By expanding beyond the state lines, Doust envisions internet sales ramping up to a much broader customer base, with shipping by FedEx and UPS. The offerings would expand as well, from the current 5,000 wines to as many as 50,000 varieties, he said.
“If we could do it online and just display it, it makes it much easier,” Doust said. “That’s the Amazon concept — they’re fulfilling as they get the orders.”
Becoming a regional or national online wine purveyor remains an endeavor limited by state law. California-based K&L Wine Merchants, a leader in the industry, ships to only 11 states, scattered across the country between Oregon and New Hampshire, according to its website.
While Illinois regulators and distributors oppose Lebamoff’s lawsuit, at least some retailers are ready to open up the floodgates to online sales and interstate competition — as long as the business flows both ways.
In 2016, Binny’s Beverage Depot, a 70-year-old, family-owned Chicago liquor retailer with 40 Illinois locations, was blocked when it attempted to cross into northwest Indiana with a new 33,000-square-foot store in Schererville. After Binny’s received local approval, then-Indiana Gov. Mike Pence signed laws strengthening residency requirements, effectively killing Binny’s expansion plan.
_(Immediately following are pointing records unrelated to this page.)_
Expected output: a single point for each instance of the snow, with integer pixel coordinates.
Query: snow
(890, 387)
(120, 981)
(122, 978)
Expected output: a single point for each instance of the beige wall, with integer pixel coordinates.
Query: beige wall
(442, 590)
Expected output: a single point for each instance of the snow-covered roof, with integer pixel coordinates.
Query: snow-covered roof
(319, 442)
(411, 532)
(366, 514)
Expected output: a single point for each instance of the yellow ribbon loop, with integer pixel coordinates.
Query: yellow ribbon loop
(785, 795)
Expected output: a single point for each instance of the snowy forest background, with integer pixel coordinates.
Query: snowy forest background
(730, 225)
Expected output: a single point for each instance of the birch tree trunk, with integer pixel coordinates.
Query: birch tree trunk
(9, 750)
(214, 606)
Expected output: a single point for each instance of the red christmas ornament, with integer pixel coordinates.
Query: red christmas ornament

“Indiana retailers circled the wagons to keep Binny’s out of the state,” Binny’s spokesman Greg Versch said.
Versch said Binny’s does a “fair amount of business” through website orders and ships wine within the state of Illinois. If the Lebamoff lawsuit prevails, Indiana would once again be on Binny’s retail radar.
“I think what is keeping us from shipping out of the state are the same regulations that are keeping them from shipping in,” Versch said. “So if the strike zone is the same for everyone, it’s a fair game”.